Hysterectomy with concomitant endometriosis treatment has better results in pain relief than conservative surgery alone, but is still not curative. Removal of both ovaries causes premature surgical menopause, with potential adverse effects on bone and heart health (low adherence to hormone replacement therapy) and provides little additional pain relief compared to hysterectomy alone.
Some patients may not respond to medical or surgical treatment and develop persistent pelvic pain, which may reflect central sensitization or nociplastic pain, with accompanying overlapping chronic pain conditions.
In patients with complex pain, multidisciplinary care for pain management, based on current guidelines for the treatment of chronic pelvic pain, may improve quality of life. This may include pain education, pelvic physical therapy, psychological therapy (such as cognitive behavioral therapy, acceptance and commitment therapy, or mindfulness therapy), and specific interventions for other contributors to pain.
It has been recognized that the best practice for chronic pain is to have a multidisciplinary, multimodal, patient-focused center. Primary care providers often play a central role in coordinating this care or referring to a specialized center.
> Which patients should be referred to a gynecologist?

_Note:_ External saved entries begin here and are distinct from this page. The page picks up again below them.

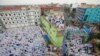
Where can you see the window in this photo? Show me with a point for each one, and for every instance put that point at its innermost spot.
(19, 14)
(1, 14)
(20, 17)
(5, 22)
(24, 17)
(6, 14)
(15, 18)
(9, 14)
(8, 18)
(14, 14)
(13, 22)
(3, 19)
(25, 21)
(10, 22)
(23, 13)
(11, 18)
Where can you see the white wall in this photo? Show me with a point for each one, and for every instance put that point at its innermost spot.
(26, 2)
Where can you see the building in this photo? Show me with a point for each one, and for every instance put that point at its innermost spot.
(88, 13)
(19, 16)
(53, 25)
(54, 7)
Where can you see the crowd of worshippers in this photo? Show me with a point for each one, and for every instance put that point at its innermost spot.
(25, 41)
(57, 20)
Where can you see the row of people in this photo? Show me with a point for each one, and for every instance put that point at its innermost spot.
(24, 41)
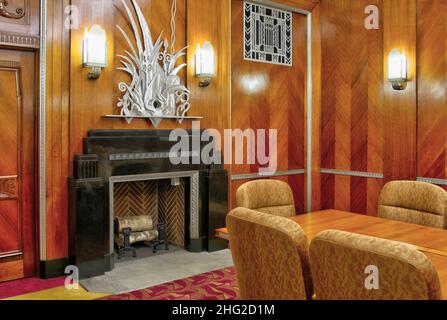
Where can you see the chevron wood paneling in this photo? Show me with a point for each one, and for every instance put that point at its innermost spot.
(172, 210)
(432, 90)
(160, 200)
(351, 105)
(267, 96)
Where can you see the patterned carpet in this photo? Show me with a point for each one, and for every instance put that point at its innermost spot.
(215, 285)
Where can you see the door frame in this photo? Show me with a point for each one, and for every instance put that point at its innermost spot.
(42, 208)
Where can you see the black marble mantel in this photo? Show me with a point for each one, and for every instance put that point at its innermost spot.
(112, 154)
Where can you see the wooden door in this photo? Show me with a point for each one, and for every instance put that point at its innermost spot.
(271, 96)
(17, 164)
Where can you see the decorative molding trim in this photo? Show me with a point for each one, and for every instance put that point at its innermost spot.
(194, 194)
(353, 174)
(440, 182)
(240, 177)
(152, 155)
(42, 131)
(19, 40)
(10, 64)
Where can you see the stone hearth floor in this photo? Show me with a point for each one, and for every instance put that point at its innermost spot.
(150, 270)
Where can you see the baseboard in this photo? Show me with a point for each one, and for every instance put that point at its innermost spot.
(53, 268)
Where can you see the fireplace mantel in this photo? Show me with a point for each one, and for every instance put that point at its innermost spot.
(113, 156)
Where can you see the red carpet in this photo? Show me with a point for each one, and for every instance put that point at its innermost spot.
(20, 287)
(216, 285)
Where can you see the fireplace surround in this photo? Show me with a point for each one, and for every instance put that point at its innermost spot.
(112, 157)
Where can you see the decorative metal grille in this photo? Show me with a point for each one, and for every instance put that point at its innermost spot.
(268, 35)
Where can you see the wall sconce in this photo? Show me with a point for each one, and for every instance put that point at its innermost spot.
(205, 64)
(397, 69)
(94, 51)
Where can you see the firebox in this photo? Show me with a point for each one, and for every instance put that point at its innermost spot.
(131, 173)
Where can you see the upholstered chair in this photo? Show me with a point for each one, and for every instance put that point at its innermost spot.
(271, 256)
(414, 202)
(347, 266)
(268, 196)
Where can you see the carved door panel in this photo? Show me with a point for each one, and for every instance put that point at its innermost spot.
(17, 165)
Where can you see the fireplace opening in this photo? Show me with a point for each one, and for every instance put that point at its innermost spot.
(159, 207)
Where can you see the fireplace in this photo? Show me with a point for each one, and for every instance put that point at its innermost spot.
(130, 173)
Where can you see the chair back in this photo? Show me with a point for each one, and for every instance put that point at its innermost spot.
(270, 254)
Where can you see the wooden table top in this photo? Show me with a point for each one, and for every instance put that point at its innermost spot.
(432, 242)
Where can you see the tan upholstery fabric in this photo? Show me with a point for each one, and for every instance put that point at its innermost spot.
(271, 256)
(339, 261)
(268, 196)
(142, 227)
(144, 236)
(414, 202)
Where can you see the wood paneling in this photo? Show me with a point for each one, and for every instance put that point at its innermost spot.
(12, 269)
(267, 96)
(432, 89)
(23, 32)
(351, 105)
(17, 172)
(213, 102)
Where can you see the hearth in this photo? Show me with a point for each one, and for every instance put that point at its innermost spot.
(118, 166)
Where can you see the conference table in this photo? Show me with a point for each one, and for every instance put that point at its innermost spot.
(430, 241)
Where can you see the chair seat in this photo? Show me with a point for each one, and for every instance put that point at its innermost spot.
(136, 237)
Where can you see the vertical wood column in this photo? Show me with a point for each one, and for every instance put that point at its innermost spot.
(400, 24)
(57, 131)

If a patient has symptoms and signs of deep endometriosis or investigations reveal endometrioma , she should be referred to a gynecologist for evaluation, who will likely order further imaging, including pelvic MRI or advanced transvaginal ultrasound.
Depending on wait times for specialist consultation or imaging results, it may be appropriate to request both at the same time and begin first-line medical therapy.
Patients with suspected superficial peritoneal endometriosis who do not respond to, have contraindications to, or refuse first-line therapeutic options for medical management, and those who are actively trying to conceive or have infertility, would also benefit from gynecologic evaluation and management.
Conclusion |
Endometriosis is a common and complex condition that can cause considerable distress and lead to the development of chronic pelvic pain, infertility or target organ damage. Early recognition and diagnosis are key to providing timely treatment.
Primary care providers can make a clinical diagnosis of endometriosis and initiate first-line medical management. In indicated cases, it is important to make referral to a gynecologist for second-line hormone therapy or surgery.
Hormonal or surgical treatments can provide symptom relief and are part of a long-term therapeutic plan for this chronic condition. Multidisciplinary care may be necessary to treat complex persistent pain.